Report by Ms de Meaner
Am I in the doghouse! I have had two letters - from Alastair Lynn and John O'Byrne - pointing out that I got their entries for comp no 3589 (anaphrodisiac sex scenes) muddled up. Neither won, but Alastair Lynn's version of Last Tango in Paris was quoted in the report and erroneously attributed to O'Byrne - who, incidentally, was overflowing with praise for what little he read (" . . . it was beautifully written - congrats to the comper who did it"). Many apologies to Mr Lynn. I have also had a letter from George Cowley about the actual winners of that same comp: "Perhaps it says something about me - but I found Gerard Benson's anaphrodisiac entry mildly arousing." Hmmm.
This week we have had the usual number of sentences that would have me bristling with excitement if I heard them across a crowded room - "I see Robin Cook's looking for a bit on the side again", "John Pilger's coming later" and "Hi, I'm Bill Greenwell" - but lots that hit the mark. A £5 book token for all winners. Oh, and apologies also for the misprint last week. The winners got £15, not £5.
The party's next week.
Will Bellenger
Hush everyone! Mr Fayed's hoping to play his bagpipes.
T Griffiths
No, really, you can't dismiss Nostradamus so easily . . .
OK everyone, just toss your keys into the middle of the room . . .
Ian Purser
We are police officers.
. . . and he only gets violent if you mention . . .
Watson Weeks
Arthur, do tell us all about the eclipse.
Sid Field
Can someone get a bucket?
We din 'alf give them town lads a pasting up Catterick, din we?
Where shall I put this dirty nappy?
In my day . . .
Vincent McLoughlin
Actually, we find that most people prefer it to the real thing.
I just sense that if we hold hands he'll manifest himself.
W J Webster
Hello . . . yes, it's me . . . I'll have to speak up. I'm at a party.
Ian Birchall
. . . Star Wars . . .
Nicholas Hodgson
Robin's waxing positively lyrical about married life.
Ian Watson
And then Giggsy said . . .
Gordon Gwilliams
Let x be the unknown variable in the equation.
John O'Byrne
The signed copies are on the table.
N Syrett
. . . and later we could all visit my website.
. . . dot com.
Colin Spackman
Better out than in, eh?
Nick Thomas
. . . underarm deodorant is only for cissies . . .
Anne Du Croz
I feel wasps have as much right to life as we have.
He's not doing any harm under the sideboard.
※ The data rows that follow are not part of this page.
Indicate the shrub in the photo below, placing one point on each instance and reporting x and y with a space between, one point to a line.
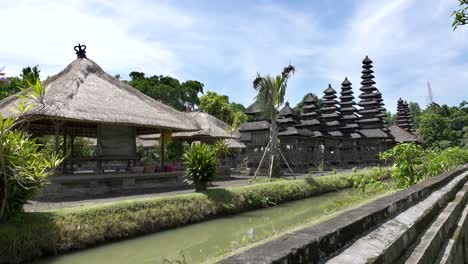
407 158
201 161
412 163
371 180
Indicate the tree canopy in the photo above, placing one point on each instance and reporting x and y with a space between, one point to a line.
219 106
298 107
443 126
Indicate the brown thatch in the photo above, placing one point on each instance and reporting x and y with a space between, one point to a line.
84 93
210 128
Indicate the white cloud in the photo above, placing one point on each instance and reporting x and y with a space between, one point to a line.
410 42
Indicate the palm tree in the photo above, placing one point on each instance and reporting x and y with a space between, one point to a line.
270 96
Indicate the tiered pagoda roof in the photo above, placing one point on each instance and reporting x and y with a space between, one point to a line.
329 113
382 111
371 121
410 117
287 116
347 110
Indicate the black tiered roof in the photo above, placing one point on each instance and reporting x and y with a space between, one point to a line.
403 118
371 121
329 113
309 117
287 116
347 110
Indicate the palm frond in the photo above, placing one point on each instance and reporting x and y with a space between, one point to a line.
257 81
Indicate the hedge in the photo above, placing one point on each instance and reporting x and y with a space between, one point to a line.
47 233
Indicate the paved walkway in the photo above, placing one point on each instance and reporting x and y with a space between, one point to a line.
45 205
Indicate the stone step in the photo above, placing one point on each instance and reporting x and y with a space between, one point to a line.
429 245
455 250
388 242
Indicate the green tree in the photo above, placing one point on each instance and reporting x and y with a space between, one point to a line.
217 105
433 128
237 107
24 165
460 15
201 161
12 85
270 96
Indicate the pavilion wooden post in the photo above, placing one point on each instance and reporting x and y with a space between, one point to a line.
163 146
64 150
72 150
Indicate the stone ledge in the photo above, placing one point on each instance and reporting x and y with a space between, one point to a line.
455 250
390 240
430 243
321 241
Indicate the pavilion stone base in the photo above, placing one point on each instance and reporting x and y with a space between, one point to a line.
64 186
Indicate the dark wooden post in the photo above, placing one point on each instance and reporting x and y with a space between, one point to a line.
64 150
163 146
56 134
72 150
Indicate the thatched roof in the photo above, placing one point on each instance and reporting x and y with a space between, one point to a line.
401 135
254 126
84 93
373 133
232 143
There is a way out across the roof if it becomes necessary.
Prue Sheldon
A just war, I thought . . . oh, and here's George, who'll be able to tell us exactly why.
Megan Davies
What's your opinion, Dr Paisley?
Something's the matter with the clipboard.
J R Till
. . . comfortable with my sexuality . . .
S D Millington
Elderberry or dandelion?
David Barton
What's it like, exactly, flying in Economy?
. . . downshifted to a smallholding near Stroud to grow organic . . .
Yes, a little place in the real France profonde.
Derek Morgan
This parrot is no more. It is deceased. It is an ex-parrot . . .
David Silverman
If the roof fell in on this party it would set back welfare reform five years.
Who says the art of conversation is dead?
Nick MacKinnon
No 3594 Set by George Cowley
Francis Gilbert wrote in the New Statesman of "the morass of conflicting information, feelings and thoughts that the mind trawls through at any given moment".
We'd like you to send in no more than 200 words of just such a stream of consciousness from the mind of any person of note. Entries to be in by 2 September.